Instead of shock and terror, his face registered delicious excitement. «A murder? Who was it? Who killed him? Did the body freeze onto the ice so it had to be scraped off? Was there blood? I bet that froze so it was like red ice.»

His questions slapped at her ears like gnats as she quickened her pace to, hopefully, escape into the house.

She opened the door to voices, a great many voices.

And there was a small, human creature of undetermined sex crawl­ing over the foyer tiles. It moved like lightning, and it was heading her way.

«Oh my God.»

«That's my cousin Cassie. Quick as a snake, she is. Best close the door.»

Eve not only closed it, but backed up against it as the crawling thing made a series of unintelligible noises, quickened the pace, and cor­nered her.

«What does it want?»

«Oh, just to say hello. You can pick her up. She's the sociable sort. Aren't you, Cassie darling?»

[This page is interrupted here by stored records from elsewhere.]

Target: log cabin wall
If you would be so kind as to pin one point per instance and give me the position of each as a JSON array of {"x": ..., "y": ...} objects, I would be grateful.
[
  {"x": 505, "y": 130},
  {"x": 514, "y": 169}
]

It grinned, showing a couple of little white teeth, then to Eve's hor­ror, got a grip on the bottom of her coat and hauled itself up on its chubby legs. It said: «Da!»

«What does that mean?»

«It means most anything.»

A man dashed out of the parlor. He was tall, beanpole thin, with a messy thatch of dense brown hair. He grinned and in other circum­stances Eve might have found him charming.

«There she is. I'm on watch, and I take my eyes off the monkey for a split second and she's off to the races. No need to mention this to your aunt Reenie,» he said to Sean. Then to Eve's vast relief, scooped the baby up to bounce her casually on his hip.

«You'd be Eve. I'm your cousin Eemon, Sinead's son. It's lovely meeting you at last.»

Before she could speak, he'd wrapped his free arm around her, pulled her into a hug, and into intimate proximity with what was on his hip. Tiny fingers shot out, grabbed her hair.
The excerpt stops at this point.